John Macaulay

No. 67
- Position: Center

Personal information
- Born: April 27, 1959 (age 67) San Diego, California, U.S.
- Listed height: 6 ft 3 in (1.91 m)
- Listed weight: 254 lb (115 kg)

Career information
- High school: Bonita Vista (Chula Vista, California)
- College: Stanford (1978–1981)
- NFL draft: 1982: 11th round, 294th overall pick

Career history
- Green Bay Packers (1982)*; San Francisco 49ers (1983–1984);
- * Offseason or practice squad member only

Awards and highlights
- Super Bowl champion (XIX); First-team All-Pac-10 (1980); 2× Second-team All-Pac-10 (1978, 1981);

Career NFL statistics
- Games played: 3
- Stats at Pro Football Reference

= John Macaulay (American football) =

American football player (born 1959)

John Dunn Macaulay (born April 27, 1959) is an American former professional football player who was a center for two seasons with the San Francisco 49ers of the National Football League (NFL). He was selected by the Green Bay Packers in the eleventh round of the 1982 NFL draft after playing college football for the Stanford Cardinal. He was a member of the 49ers team that won Super Bowl XIX.

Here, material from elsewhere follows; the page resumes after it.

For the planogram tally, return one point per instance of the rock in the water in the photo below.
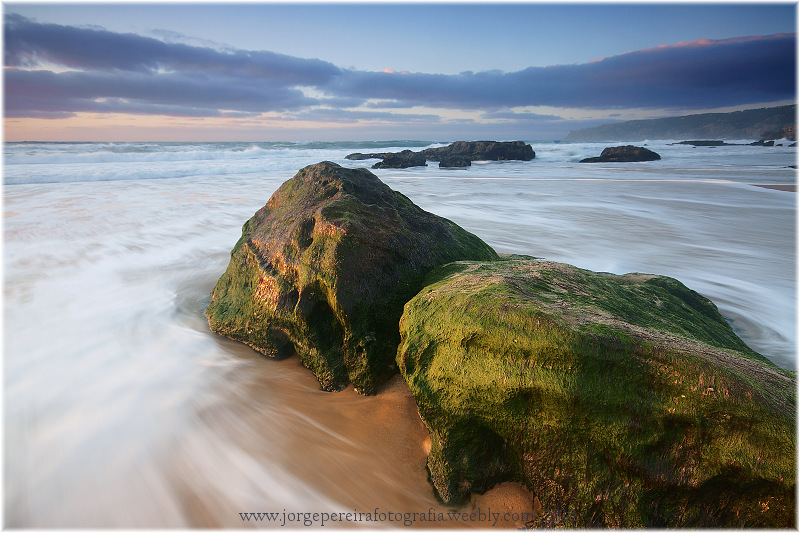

==Early life and college==
John Dunn Macaulay was born on April 27, 1959, in San Diego, California. He attended Bonita Vista High School in Chula Vista, California.

He lettered for the Cardinal at Stanford University from 1978 to 1981. He earned Associated Press first-team All-Pac-10 honors in 1980 and Coaches second-team All-Pac-10 honors in 1978 and 1981.

==Professional career==
Macaulay was selected by the Green Bay Packers in the 11th round, with the 294th overall pick, of the 1982 NFL draft. He was released by the Packers on August 30, 1982.

Macaulay signed with the San Francisco 49ers on May 20, 1983. He was placed on injured reserve on August 23 and spent the entire 1983 season there. He was released by the 49ers on August 27, 1984, but re-signed on September 4 after Jeff Stover suffered a knee injury. Macaulay played in three games for the 49ers during the 1984 season.

==Personal life==
Macaulay became a doctor and tech professional after his playing career. In June 2013, Macaulay had his Super Bowl ring returned to him after he had left it in an airport bathroom earlier in the day.